Standard Error Payload:

{
"timestamp": "2025-06-20T03:15:08.123Z",
"correlationId": "d8a1c8c0-f8f2-4b2a-9e1d-3b4c1a9b0c2e",
"errorCode": "INSUFFICIENT_PERMISSIONS",
"errorMessage": "The operator does not have the required role ‘TENANT-ADMIN' for this action.",
"details": [
{
"assetId": "X-WING-01",
"requiredRole": "TENANT-ADMIN"
}
]
}
  • timestamp:

    A ISO 8601 UTC timestamp of when the error occurred.

  • correlationId:

    A unique identifier (UUID) for the request, generated at the edge (BFF) or the first point of entry. This ID MUST be propagated and logged across all subsequent service calls for that request.

  • errorCode:

    A machine-readable, unique, upper snake case (UPPER_SNAKE_CASE) string. This is the key used for decisions and translation.

  • errorMessage:

    A developer-focused, clear description of the error. This message is for logging and debugging, not for the end-user.

  • details (optional):

    An array of objects providing specific contextual information regarding the error.

Guidelines by Component

Backend Microservices

  • Detect and Classify Errors:

    • Business Logic Errors: (e.g., INVALID_INCIDENT_STATUS). Return HTTP 400 Bad Requestor409 Conflict.
    • Validation Errors: (e.g., MISSING_REQUIRED_FIELD). Return HTTP 400 Bad Request.
    • Authentication/Authorization Errors: (e.g., INVALID_ACCESS_TOKEN, INSUFFICIENT_PERMISSIONS). Return HTTP 401 Unauthorized or 403 Forbidden.
    • Resource Not Found: (e.g., USER_NOT_FOUND). Return HTTP 404 Not Found.
    • Internal/System Errors: (e.g., database connection failure, unexpected exceptions). Return HTTP 500 Internal Server Error.
  • Log All Errors:

    • Every time an error response is generated, a corresponding log entry MUST be created.
    • Log Level: Use the ERROR level for 5xx failures and WARN for 4xx failures.
    • Log Format: Structured logging (JSON) is mandatory.
    • Log Content: The log entry must contain the correlationId, the full error response payload, the complete stack trace (for 5xx errors), and relevant request context (e.g., endpoint, method, sanitized parameters). Never log sensitive data like passwords or tokens.
  • Return Standard Error Responses:

    • Construct and return the standardized JSON error payload defined in earlier.
    • The errorMessage should be specific enough to aid a developer in debugging without needing to immediately check logs. For example, “Database connection failed” is better than “An internal error occurred”.
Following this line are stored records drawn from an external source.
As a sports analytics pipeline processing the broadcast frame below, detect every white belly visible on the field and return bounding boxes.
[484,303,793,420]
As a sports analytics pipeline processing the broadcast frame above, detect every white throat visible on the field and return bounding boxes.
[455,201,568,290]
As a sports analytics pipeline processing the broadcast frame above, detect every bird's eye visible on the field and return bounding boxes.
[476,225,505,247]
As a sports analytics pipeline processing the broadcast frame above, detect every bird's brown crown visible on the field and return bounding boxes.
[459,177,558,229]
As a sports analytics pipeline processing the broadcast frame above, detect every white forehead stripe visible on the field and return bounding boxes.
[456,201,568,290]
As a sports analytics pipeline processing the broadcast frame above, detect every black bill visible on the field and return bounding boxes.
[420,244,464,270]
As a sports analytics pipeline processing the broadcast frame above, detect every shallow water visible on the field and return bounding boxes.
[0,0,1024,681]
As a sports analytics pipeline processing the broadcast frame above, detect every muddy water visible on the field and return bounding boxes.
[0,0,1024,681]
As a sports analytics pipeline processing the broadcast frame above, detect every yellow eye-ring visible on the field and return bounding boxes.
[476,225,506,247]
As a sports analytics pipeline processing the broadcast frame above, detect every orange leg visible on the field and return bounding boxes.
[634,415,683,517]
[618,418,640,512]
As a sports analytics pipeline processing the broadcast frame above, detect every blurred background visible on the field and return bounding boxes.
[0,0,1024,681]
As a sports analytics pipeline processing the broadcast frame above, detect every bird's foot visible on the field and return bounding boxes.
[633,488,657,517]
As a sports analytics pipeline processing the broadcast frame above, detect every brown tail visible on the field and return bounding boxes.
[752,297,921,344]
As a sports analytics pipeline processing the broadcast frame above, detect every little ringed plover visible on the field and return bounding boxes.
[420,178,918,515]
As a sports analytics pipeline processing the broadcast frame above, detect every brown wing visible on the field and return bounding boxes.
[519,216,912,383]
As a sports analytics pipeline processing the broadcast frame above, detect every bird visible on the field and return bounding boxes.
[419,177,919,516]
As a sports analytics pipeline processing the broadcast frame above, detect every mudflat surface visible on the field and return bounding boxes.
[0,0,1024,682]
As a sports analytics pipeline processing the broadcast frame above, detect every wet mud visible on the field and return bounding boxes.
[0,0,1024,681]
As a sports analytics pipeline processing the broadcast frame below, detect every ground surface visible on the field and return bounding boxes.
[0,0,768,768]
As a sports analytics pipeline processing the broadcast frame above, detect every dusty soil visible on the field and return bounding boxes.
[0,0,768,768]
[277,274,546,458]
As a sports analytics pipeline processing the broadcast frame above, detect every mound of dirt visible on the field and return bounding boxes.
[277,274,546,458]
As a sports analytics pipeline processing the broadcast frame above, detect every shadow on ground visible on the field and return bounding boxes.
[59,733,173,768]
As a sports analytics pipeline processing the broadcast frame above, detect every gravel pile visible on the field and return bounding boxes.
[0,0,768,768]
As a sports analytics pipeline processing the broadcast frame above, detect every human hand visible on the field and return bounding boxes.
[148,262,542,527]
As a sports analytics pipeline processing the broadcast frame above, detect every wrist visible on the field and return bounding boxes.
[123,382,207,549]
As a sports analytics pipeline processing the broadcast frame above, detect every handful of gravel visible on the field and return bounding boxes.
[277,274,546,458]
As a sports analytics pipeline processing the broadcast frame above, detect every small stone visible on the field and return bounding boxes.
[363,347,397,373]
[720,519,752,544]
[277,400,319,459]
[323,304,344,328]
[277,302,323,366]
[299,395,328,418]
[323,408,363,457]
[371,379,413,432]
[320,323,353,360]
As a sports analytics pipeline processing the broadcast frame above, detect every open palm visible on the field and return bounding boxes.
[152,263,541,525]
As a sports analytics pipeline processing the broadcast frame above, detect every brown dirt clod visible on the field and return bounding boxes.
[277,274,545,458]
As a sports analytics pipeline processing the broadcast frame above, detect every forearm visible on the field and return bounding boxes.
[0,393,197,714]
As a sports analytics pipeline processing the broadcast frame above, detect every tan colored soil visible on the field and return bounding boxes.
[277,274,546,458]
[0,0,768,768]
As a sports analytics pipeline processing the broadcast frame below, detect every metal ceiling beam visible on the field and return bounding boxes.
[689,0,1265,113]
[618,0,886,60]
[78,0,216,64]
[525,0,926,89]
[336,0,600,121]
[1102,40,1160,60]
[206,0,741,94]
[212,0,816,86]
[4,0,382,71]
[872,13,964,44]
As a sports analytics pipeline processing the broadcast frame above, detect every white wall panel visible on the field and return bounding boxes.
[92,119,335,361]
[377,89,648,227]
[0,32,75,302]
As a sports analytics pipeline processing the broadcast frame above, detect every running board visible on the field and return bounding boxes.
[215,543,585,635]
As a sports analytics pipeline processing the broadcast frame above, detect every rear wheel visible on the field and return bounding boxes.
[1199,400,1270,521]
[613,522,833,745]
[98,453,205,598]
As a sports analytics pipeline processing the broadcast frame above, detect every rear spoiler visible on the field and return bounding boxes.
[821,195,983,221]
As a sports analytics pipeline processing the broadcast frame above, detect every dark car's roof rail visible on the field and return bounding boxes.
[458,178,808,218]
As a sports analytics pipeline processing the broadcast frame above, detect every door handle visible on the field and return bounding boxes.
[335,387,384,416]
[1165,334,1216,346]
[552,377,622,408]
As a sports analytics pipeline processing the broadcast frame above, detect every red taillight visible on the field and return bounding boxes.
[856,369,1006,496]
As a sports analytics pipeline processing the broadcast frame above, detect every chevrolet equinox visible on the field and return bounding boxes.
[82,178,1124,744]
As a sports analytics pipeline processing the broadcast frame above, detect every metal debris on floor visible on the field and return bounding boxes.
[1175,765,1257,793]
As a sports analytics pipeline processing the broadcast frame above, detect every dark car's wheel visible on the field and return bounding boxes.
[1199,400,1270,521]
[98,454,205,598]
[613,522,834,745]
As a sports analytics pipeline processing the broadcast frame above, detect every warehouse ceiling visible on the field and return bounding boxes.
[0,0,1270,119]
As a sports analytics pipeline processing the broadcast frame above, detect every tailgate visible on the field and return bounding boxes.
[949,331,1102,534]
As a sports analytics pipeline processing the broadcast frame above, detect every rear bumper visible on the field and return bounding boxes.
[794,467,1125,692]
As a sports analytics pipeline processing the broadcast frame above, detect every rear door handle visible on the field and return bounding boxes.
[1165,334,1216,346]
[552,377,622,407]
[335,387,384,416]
Backend for Frontend (BFF)

  • Propagate correlationId:

    • If a correlationId exists in the incoming request header, propagate it to all downstream microservice calls.
    • If it does not exist, generate a new UUID v4 and add it to the request context.
  • Handle Downstream Errors:

    • When a microservice returns an error (4xx or 5xx), the BFF must catch it.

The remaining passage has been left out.